Wajahnya semakin menegang. Matanya mulai membasah. Berkaca kaca. Ia membetulkan kakinya. Tampak telapak kaki kirinya membengkok ke kiri. Telapak kakinya terlihat kecil, kira kira seperti kaki anak balita, menyatu dengan betis kaki yang tidak sama besarnya dengan kaki kanannya.
“Sejak kecil Ibu lahir begini nak. Tapi ibu tidak pernah menyerah. Ibu tidak mengemis. Ibu bekerja keras untuk keluarga”, ujarnya bangga.
Bu Salma punya kios di Tanah Abang. Ia membuka praktik pijat di sana. Sehari hari Bu Salma mencari nafkah menjual keahlian pijat kesehatan yang sudah dikuasainya sejak lama.
“Umur ibu sudah 65 tahun nak. Tak ada lagi yang hendak ibu inginkan. Tapi ibu tidak terima jika Pak Ahok, orang paling baik diperlakukan seperti penjahat. Ibu tidak habis pikir mengapa ada orang begitu keji dan jahat mau memenjarakan Pak Ahok?”, ujarnya sambil menunggu jawabanku.
Aku hanya geleng geleng kepala saja. Aku melihat sinar mata Bu Salma yang nelangsa. Ia tahu arti terimakasih. Ia tidak bisa membantu Pak Ahok dengan cara lain. Ini kali kedua Bu Salma hadir di Kementan memberi suport. Menyuarakan suara kebatinannya yang marah pada orang munafik.
Siang terik itu, aku menyaksikan pembela Ahok yang tidak disangka sangka. Pembela yang datang atas kehendak sendiri utuk membela Ahok orang tak bersalah. Mereka datang tanpa diundang. Mereka datang tanpa diajak.
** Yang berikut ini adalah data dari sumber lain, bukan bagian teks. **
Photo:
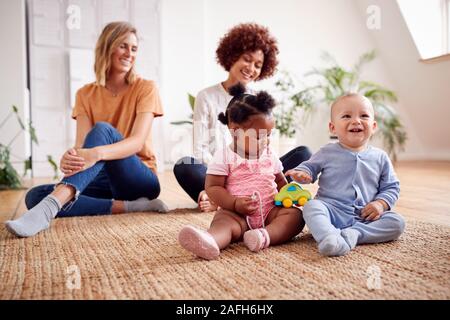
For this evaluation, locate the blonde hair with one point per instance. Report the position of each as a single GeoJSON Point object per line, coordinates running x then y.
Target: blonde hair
{"type": "Point", "coordinates": [113, 33]}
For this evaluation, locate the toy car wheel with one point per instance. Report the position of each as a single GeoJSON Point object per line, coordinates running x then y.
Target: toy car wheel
{"type": "Point", "coordinates": [287, 203]}
{"type": "Point", "coordinates": [302, 201]}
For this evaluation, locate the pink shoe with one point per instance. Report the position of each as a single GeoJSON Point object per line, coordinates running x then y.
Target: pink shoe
{"type": "Point", "coordinates": [256, 239]}
{"type": "Point", "coordinates": [199, 242]}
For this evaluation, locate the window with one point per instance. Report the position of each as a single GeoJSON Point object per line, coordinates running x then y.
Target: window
{"type": "Point", "coordinates": [429, 25]}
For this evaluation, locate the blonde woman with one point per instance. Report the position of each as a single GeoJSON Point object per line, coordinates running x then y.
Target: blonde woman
{"type": "Point", "coordinates": [112, 168]}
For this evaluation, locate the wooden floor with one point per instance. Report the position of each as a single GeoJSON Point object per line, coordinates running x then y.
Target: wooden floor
{"type": "Point", "coordinates": [424, 196]}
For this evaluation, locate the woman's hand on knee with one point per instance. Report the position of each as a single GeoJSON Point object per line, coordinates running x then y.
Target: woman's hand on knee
{"type": "Point", "coordinates": [90, 156]}
{"type": "Point", "coordinates": [71, 162]}
{"type": "Point", "coordinates": [205, 204]}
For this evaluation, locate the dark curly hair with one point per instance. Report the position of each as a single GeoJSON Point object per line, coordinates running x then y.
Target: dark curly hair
{"type": "Point", "coordinates": [248, 37]}
{"type": "Point", "coordinates": [244, 105]}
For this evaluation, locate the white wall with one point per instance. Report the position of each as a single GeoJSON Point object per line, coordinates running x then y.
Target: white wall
{"type": "Point", "coordinates": [423, 89]}
{"type": "Point", "coordinates": [13, 76]}
{"type": "Point", "coordinates": [182, 69]}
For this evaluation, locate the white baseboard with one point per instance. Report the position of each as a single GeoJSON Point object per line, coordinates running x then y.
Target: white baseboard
{"type": "Point", "coordinates": [434, 156]}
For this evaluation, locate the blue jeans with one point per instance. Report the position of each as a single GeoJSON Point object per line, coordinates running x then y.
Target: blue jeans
{"type": "Point", "coordinates": [191, 173]}
{"type": "Point", "coordinates": [96, 187]}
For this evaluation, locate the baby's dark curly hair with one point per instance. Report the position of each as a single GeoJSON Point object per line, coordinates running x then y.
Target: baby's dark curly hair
{"type": "Point", "coordinates": [244, 105]}
{"type": "Point", "coordinates": [248, 37]}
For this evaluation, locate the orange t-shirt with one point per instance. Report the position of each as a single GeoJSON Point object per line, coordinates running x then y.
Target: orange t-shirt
{"type": "Point", "coordinates": [99, 104]}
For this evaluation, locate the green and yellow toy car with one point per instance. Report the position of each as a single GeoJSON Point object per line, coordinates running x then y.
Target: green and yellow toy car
{"type": "Point", "coordinates": [291, 194]}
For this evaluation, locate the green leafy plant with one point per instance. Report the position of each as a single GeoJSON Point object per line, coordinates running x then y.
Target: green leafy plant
{"type": "Point", "coordinates": [287, 113]}
{"type": "Point", "coordinates": [334, 80]}
{"type": "Point", "coordinates": [191, 100]}
{"type": "Point", "coordinates": [9, 177]}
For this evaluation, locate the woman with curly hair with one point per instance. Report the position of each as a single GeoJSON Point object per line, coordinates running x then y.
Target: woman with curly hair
{"type": "Point", "coordinates": [248, 52]}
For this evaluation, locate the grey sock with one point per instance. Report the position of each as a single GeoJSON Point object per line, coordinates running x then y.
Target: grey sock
{"type": "Point", "coordinates": [350, 236]}
{"type": "Point", "coordinates": [143, 204]}
{"type": "Point", "coordinates": [36, 219]}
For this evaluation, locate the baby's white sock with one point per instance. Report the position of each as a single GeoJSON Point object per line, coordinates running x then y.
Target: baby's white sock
{"type": "Point", "coordinates": [333, 245]}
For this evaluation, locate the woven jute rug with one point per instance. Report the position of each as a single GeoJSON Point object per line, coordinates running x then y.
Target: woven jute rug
{"type": "Point", "coordinates": [136, 256]}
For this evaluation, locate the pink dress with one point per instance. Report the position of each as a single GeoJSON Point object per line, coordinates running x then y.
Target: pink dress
{"type": "Point", "coordinates": [245, 176]}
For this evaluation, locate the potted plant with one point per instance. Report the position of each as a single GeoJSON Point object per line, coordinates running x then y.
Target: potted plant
{"type": "Point", "coordinates": [334, 80]}
{"type": "Point", "coordinates": [290, 113]}
{"type": "Point", "coordinates": [191, 100]}
{"type": "Point", "coordinates": [9, 177]}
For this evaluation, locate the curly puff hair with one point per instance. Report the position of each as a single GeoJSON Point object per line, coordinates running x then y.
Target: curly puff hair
{"type": "Point", "coordinates": [248, 37]}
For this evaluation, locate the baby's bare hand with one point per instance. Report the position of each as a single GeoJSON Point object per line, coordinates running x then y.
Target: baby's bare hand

Mereka tahu ada aksi kawal Ahok dan bersama sama melebur menjadi rantai kuat dalam mengawal Ahok dari pencaci maki penyumpah sumpah serapah yang keterlaluan. Ahok tidak boleh lagi dibiarkan berjalan sendirian. Ahok tidak boleh lagi dibiarkan bersidang sendirian.
Bu Salma yang sudah tua dari Cengkareng, seorang penyandang disabilitas mengerahkan semua kekuatan yang dimilikinya untuk membela Ahok dari sumpah serapah caci maki.
Bu Salma di bawah terik matahari berdiri dengan satu kaki selama sepuluh menit membela Ahok dengan gelegar suara yang merontokkan penghujat Ahok.
Dengan satu kaki, Bu Salma mampu bertahan menyuarakan kemarahannya yang terpendam. Kemarahannya pada mereka yang bersiasat jahat mau menjatuhkan Ahok dengan cara keji. Semua itu karena cintanya pada Ahok, Gubernur yang dikaguminya.